Aprovação do Concidade pode ficar para a próxima legislatura

Por Bruno Amaral/Jornalismo Periférico

 

Vereadores votaram para que seja feita uma audiência pública no próximo dia 16, fato que pode comprometer a aprovação ou não ainda esse ano

 

Vereadores de Londrina resolveram suspender a votação do projeto de lei 179/2014 que prevê a criação do Concidade, instrumento do Estatuto da Cidade, que visa ampliar a participação de diversos segmentos da sociedade, através de conselheiros eleitos para analisar os impactos de projetos na vida da cidade.

A suspensão ocorreu porque os vereadores, na sessão da semana passada, votaram pela necessidade da realização de uma audiência pública para discutir o tema. Pessoas favoráveis à aprovação do projeto criticam a atitude do legislativo alegando que a aprovação do Concidade é uma “vontade da sociedade” e foi manifestada em pelo menos três conferências municipais. O projeto tramita há mais de três anos pela Câmara Municipal.

Representantes da comissão que acompanha a discussão do Concidade apoiaram a retirada do projeto de pauta para que seja feita a audiência. O membro da comissão e professor de Comunicação da UEL, Ayoub Hanna Ayoub, afirma que não há interesses particulares nesta discussão. “Nós temos interesses de quem estuda a cidade, de quem está na universidade trabalhando em prol da comunidade.

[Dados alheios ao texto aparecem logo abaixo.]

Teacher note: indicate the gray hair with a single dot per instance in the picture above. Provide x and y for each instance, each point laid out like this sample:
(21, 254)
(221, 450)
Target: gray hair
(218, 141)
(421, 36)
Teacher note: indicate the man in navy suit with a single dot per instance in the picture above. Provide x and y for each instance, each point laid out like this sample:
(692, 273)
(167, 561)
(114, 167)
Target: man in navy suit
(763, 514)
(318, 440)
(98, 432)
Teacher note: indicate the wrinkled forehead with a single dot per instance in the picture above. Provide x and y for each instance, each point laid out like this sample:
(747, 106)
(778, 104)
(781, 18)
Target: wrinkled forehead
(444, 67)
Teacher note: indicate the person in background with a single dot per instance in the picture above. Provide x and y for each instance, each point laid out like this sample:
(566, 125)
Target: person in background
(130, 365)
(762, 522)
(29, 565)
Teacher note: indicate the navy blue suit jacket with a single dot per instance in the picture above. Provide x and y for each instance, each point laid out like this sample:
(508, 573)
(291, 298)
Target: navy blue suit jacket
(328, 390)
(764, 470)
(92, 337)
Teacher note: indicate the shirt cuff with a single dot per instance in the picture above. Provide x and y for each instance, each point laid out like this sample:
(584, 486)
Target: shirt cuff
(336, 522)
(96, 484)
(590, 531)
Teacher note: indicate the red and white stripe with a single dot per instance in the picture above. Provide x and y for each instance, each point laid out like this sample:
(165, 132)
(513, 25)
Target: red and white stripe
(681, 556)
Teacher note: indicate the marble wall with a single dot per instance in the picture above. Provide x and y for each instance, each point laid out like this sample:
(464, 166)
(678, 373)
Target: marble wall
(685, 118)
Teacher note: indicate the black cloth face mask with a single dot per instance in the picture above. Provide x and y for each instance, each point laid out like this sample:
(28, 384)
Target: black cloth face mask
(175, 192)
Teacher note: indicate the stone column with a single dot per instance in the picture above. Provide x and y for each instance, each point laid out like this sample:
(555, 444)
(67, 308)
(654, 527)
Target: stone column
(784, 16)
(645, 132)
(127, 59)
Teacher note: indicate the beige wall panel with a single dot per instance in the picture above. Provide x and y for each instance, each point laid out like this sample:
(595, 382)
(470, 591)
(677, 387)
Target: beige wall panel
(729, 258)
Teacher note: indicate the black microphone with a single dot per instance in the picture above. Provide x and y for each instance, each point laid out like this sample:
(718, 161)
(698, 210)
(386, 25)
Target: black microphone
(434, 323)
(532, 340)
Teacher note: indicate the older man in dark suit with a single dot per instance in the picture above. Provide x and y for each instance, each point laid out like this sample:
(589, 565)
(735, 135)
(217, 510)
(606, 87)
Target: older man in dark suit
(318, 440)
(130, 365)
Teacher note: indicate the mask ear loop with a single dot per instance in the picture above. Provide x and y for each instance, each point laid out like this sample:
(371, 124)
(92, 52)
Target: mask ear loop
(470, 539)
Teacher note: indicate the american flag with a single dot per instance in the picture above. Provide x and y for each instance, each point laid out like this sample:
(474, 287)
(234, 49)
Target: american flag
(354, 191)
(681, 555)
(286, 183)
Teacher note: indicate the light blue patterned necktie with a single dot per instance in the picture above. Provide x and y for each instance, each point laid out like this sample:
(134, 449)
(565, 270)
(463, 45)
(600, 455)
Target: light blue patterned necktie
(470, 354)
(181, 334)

Nós estamos defendendo uma posição que é a defesa de princípios legais, princípios políticos que defendem o interesse coletivo na cidade. “, explica.

De acordo com Sebastião Francisco Rego, um dos conselheiros eleitos na 5ª conferência municipal das cidades em 2013, mas não empossado, “cidades que têm os conselhos formados têm maior articulação dentro do Conselho Estadual e Nacional, pois constantemente criam e debatem os projetos das cidades”, justifica.

Para a vereadora Elza Correia (PMDB), a criação do Concidade se legitima pelo fato da discussão ter passado por três conferências, uma delas convocada e coordenada pelo próprio executivo.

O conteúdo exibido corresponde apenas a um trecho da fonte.